Westpac’s acting GM for the Experience Hub Karen Silk has urged the insurance industry to read the report, and to think about how they can support resilience and the protection of natural resources in a country that so heavily relies on its service. Addressing insurers, Silk says that New Zealand’s current financial system needs to be redesigned to focus on long-term sustainability, rather than short-term financial gain.
“The UK, Canada, China and Australia have all produced their own approaches to the sustainability problem, and we’ve learned a lot from those other approaches and taken them as a starting point,” Silk said.
“But of course, we have to place them in the New Zealand context.”

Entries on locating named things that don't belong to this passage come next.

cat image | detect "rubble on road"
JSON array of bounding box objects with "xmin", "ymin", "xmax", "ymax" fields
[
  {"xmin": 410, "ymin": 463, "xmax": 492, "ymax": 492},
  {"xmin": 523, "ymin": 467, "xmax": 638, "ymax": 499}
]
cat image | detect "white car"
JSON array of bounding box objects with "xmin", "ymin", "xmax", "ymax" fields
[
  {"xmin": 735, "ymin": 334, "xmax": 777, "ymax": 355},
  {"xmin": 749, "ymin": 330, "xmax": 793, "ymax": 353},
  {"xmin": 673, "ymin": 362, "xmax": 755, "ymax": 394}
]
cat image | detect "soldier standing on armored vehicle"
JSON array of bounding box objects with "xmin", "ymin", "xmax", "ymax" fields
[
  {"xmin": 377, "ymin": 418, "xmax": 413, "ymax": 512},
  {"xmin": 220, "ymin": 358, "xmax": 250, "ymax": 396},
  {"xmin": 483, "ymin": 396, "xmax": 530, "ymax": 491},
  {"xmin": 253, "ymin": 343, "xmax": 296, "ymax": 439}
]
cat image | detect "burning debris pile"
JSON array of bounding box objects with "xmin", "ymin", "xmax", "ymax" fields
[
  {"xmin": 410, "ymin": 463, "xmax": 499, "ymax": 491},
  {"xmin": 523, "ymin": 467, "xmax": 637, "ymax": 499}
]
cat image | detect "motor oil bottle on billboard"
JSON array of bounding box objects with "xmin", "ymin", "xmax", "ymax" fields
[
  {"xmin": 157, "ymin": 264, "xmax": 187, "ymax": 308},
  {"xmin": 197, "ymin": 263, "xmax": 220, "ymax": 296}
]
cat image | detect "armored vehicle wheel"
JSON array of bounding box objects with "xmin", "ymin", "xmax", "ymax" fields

“As our natural resources are supporting a generation of economic wealth, it is also important that we take action to protect those resources,” she explained. “If we don’t, then we know that our economy will suffer, and New Zealand communities will suffer unprecedented losses. Insurers already know that some of that is largely unavoidable today.”
Silk noted that for a small nation, New Zealand unfortunately punches above its weight in terms of greenhouse gas emissions. It relies heavily on tourism and agriculture, has some unique geographical challenges, and it has a financial economy largely reliant on international capital.
Its financial services sector is also very concentrated – that is, made up of a relatively small number of firms. However, Silk says this unique feature can also be a huge strength when planning for the future.
“The bulk of our banking, insurance and domestic funds management activity is concentrated into a small handful of organisations,” she explained. “This can create significant risk, but in the context of the work we do, that actually presents a great opportunity.
“When it comes to industry leadership, thinking and decisions, we don’t need to get too many people into the same room and on the same page to make some effective change. And when sustainability is promoted, that actually means we have a financial system that serves the long-term needs of New Zealanders.”
Silk says that recognition of risk is the crucial first step. Following that up with action will see New Zealand’s economy become more resilient, robust and agile – and if this can happen, then trust and confidence from society will also grow.
“We’re already seeing regulators like the Bank of England leading the way – TCFD disclosures become mandatory in the UK by 2022,” Silk noted.
“I know risk-based pricing is a big issue for the insurance sector, so the question is how we should manage the consequences of a transition like that.”
“The biggest message I have is that leadership is required,” she concluded. “If we want to realise the opportunities then we will need innovation and leadership, and we should be consciously thinking about what the long-term outcomes are going to be.”